Until I started to develop more awareness. I started to open up to others and share my experience and what I started to realise was that this was a commonality between myself and some of my Muslim friends. One friend told me that her therapist had told her that she needed to stop repeating the Shahada (declaration of faith central to Islam) when she felt anxious because it was a manifestation of OCD (Obsessive Compulsive Disorder). It wasn’t, it just bought her peace.
And that’s when the penny dropped for me. Some of my difficulties were related to my religion, and so the strength and coping strategies that I needed would have to draw upon my religion. However, that was not something that was ever understood, utilised or even explored in therapy – hindering any progress that could be made. So, I wondered, is this the same experience for all Muslims? Because surely, the experiences of a few cannot be generalised to an entire population.
So I conducted my dissertation looking at the mental health outcomes for Muslims and found that following therapy Muslims were less likely to recover and improve across almost all outcomes. This is consistent with other research conducted on data that is available. For example, when accessing NHS Talking Therapies (until recently called IAPT services), Muslims experience a lower recovery rate (40.3%) compared with Christians (54.5%) and Jews (49.5%). This would indicate that this is not an issue pertaining to religion in general but to Muslims specifically. Furthermore, of the 45,999 Muslims referred to NHS Talking Therapies in England during 2021-2022, only 2.6% finished their course treatment, compared to 18.4% of Christian patients and 38.9% of those reporting no religion (NHS Digital, 2022). This would indicate that there is something about therapy for Muslims which is hindering their engagement, desire to continue and, as a result, their outcomes.

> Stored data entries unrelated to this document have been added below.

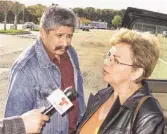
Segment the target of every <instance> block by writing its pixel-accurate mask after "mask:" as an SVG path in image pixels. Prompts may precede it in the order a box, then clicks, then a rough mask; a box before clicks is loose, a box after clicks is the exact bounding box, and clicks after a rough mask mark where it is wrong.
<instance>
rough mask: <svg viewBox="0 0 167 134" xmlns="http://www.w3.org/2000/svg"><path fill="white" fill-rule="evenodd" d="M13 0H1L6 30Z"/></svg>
mask: <svg viewBox="0 0 167 134" xmlns="http://www.w3.org/2000/svg"><path fill="white" fill-rule="evenodd" d="M12 4H13V2H12V1H10V0H1V1H0V12H2V13H3V14H4V18H5V19H4V30H5V31H6V23H7V16H8V12H9V10H10V9H11V7H12Z"/></svg>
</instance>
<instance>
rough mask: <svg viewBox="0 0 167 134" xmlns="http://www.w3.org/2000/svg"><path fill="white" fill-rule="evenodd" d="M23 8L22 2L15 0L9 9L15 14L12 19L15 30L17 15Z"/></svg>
mask: <svg viewBox="0 0 167 134" xmlns="http://www.w3.org/2000/svg"><path fill="white" fill-rule="evenodd" d="M24 8H25V5H24V4H21V3H19V2H18V1H15V2H14V4H13V6H12V8H11V10H12V12H13V13H14V15H15V19H14V29H16V30H17V23H18V15H19V14H20V12H21V11H23V10H24Z"/></svg>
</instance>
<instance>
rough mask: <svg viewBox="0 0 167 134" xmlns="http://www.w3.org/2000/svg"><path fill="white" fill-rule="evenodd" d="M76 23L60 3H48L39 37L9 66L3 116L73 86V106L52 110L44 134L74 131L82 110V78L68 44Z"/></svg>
mask: <svg viewBox="0 0 167 134" xmlns="http://www.w3.org/2000/svg"><path fill="white" fill-rule="evenodd" d="M75 26H76V18H75V15H74V13H73V12H72V11H71V10H69V9H65V8H62V7H59V6H55V5H53V6H51V7H49V8H48V9H47V10H46V11H45V12H44V14H43V16H42V18H41V21H40V38H39V39H37V41H36V43H35V44H34V45H33V46H31V47H30V48H28V49H27V50H26V52H25V53H24V54H23V55H22V56H20V58H19V59H18V60H17V61H16V62H15V64H14V65H13V67H12V70H11V76H10V85H9V95H8V99H7V104H6V110H5V116H6V117H10V116H15V115H20V114H22V113H24V112H26V111H29V110H31V109H34V108H39V107H43V106H45V107H47V106H48V105H49V103H48V101H47V99H46V98H47V97H48V95H50V94H51V93H52V92H53V91H54V90H56V89H57V88H60V89H61V90H64V89H66V88H67V87H70V86H72V87H74V88H75V89H76V90H77V93H78V97H77V98H76V99H75V100H74V101H72V103H73V104H74V106H73V108H72V109H70V110H69V112H68V113H67V114H66V115H64V116H61V115H60V114H59V113H58V112H55V113H54V114H53V115H52V116H51V117H50V122H49V123H46V126H45V127H44V129H43V131H42V133H43V134H60V133H61V134H71V133H75V130H76V125H77V124H78V123H79V122H80V120H81V118H82V117H83V115H84V112H85V104H84V95H83V85H82V83H83V79H82V76H81V72H80V68H79V62H78V58H77V54H76V52H75V50H74V48H73V47H72V46H71V42H72V36H73V32H74V30H75Z"/></svg>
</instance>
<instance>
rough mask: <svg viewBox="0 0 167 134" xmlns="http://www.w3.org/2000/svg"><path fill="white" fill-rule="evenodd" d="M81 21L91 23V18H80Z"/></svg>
mask: <svg viewBox="0 0 167 134" xmlns="http://www.w3.org/2000/svg"><path fill="white" fill-rule="evenodd" d="M80 23H81V24H85V25H88V24H90V23H91V20H89V19H87V18H80Z"/></svg>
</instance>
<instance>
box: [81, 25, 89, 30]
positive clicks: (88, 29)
mask: <svg viewBox="0 0 167 134" xmlns="http://www.w3.org/2000/svg"><path fill="white" fill-rule="evenodd" d="M89 29H90V27H89V26H83V27H82V31H89Z"/></svg>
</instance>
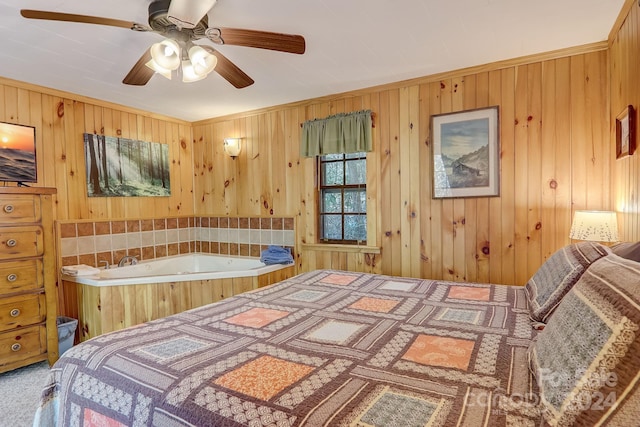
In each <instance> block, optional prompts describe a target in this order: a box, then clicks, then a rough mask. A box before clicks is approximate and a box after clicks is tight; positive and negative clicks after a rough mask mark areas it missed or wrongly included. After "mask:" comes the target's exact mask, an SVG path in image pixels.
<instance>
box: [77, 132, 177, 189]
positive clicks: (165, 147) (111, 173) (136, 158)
mask: <svg viewBox="0 0 640 427" xmlns="http://www.w3.org/2000/svg"><path fill="white" fill-rule="evenodd" d="M84 152H85V163H86V171H87V194H88V196H89V197H123V196H170V195H171V182H170V173H169V148H168V146H167V144H160V143H157V142H145V141H136V140H131V139H127V138H116V137H112V136H105V135H96V134H90V133H85V134H84Z"/></svg>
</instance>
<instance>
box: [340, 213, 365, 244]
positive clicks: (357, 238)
mask: <svg viewBox="0 0 640 427" xmlns="http://www.w3.org/2000/svg"><path fill="white" fill-rule="evenodd" d="M344 238H345V240H361V241H365V240H367V217H366V216H364V215H345V216H344Z"/></svg>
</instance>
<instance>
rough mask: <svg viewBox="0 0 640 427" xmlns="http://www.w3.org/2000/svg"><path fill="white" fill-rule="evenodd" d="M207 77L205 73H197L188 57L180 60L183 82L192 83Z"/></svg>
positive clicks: (182, 81)
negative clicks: (188, 59) (182, 60)
mask: <svg viewBox="0 0 640 427" xmlns="http://www.w3.org/2000/svg"><path fill="white" fill-rule="evenodd" d="M205 77H207V74H206V73H198V72H197V71H196V69H195V68H194V66H193V64H192V63H191V61H189V60H188V59H187V60H185V61H182V82H183V83H192V82H197V81H198V80H202V79H204V78H205Z"/></svg>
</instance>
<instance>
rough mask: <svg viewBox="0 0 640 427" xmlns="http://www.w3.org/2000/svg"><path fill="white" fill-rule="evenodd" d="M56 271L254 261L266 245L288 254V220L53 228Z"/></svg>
mask: <svg viewBox="0 0 640 427" xmlns="http://www.w3.org/2000/svg"><path fill="white" fill-rule="evenodd" d="M59 238H60V256H61V258H62V265H63V266H65V265H75V264H87V265H92V266H101V265H104V262H105V261H106V262H108V263H109V264H114V263H117V262H118V261H119V260H120V259H121V258H122V257H123V256H125V255H133V256H135V257H137V258H138V259H139V260H144V259H153V258H160V257H164V256H169V255H178V254H185V253H191V252H204V253H215V254H223V255H240V256H253V257H259V256H260V252H261V251H262V250H263V249H265V248H266V247H267V246H269V245H278V246H285V247H288V248H290V249H292V250H293V246H294V243H295V231H294V221H293V218H247V217H181V218H161V219H142V220H116V221H90V222H87V221H82V222H69V221H64V222H60V223H59Z"/></svg>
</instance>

Lantern Initiative’s findings go some way to explain this, highlighting that whilst respondents felt mainstream counselling did help to some degree, one in five people felt judged or dismissed as a Muslim by structured, formal counselling, and 84% of respondents expressed a desire for faith-informed counselling services (Lantern Initiative, 2021). Based on the data available, the needs of Muslims are not being adequately met in mainstream services.
The extent to which the problem exists cannot be tackled until a clearer picture is observed. A survey carried out by the Muslim Youth Helpline found that of over 1,000 British Muslims aged 16-30, only 13% of respondents with mental health needs saw a counsellor (Hekmoun, 2019). This highlights that only a small proportion of Muslims who need help are accessing care.
Before tackling the problem and understanding why it exists, it’s essential to understand the extent of the problem. At present, the poor availability of data and lack of routine collection means that the problem cannot be fully understood. To establish a full picture of the outcomes and experiences of Muslims accessing mental health support, sufficient data has to be collected. Routine collection of data on religion needs to be mandated for researchers and commissioners to fully understand the extent of the problem.
Some NHS Talking Therapy services are taking steps to modify and improve services to better serve the needs of minority groups. Work has involved employing practitioners who speak different languages, adapting therapies to local population needs, staff training and community engagement and collaboration. These are the changes that need to be made to improve services not only for Muslims but other communities who may have similar experiences.
We need to see investment in faith-informed, culturally competent mental health services so that Muslims everywhere can access support that meets their needs and acknowledges their cultural and religious context. Local commissioners and NHS services should work in partnership with Muslim-led organisations which are often more trusted and already providing effective faith-informed support.
With a clearer picture of the situation, and a recognition of the inequalities facing the community, Muslims across the country can get the mental health support they need – but commitment to the cause must start now.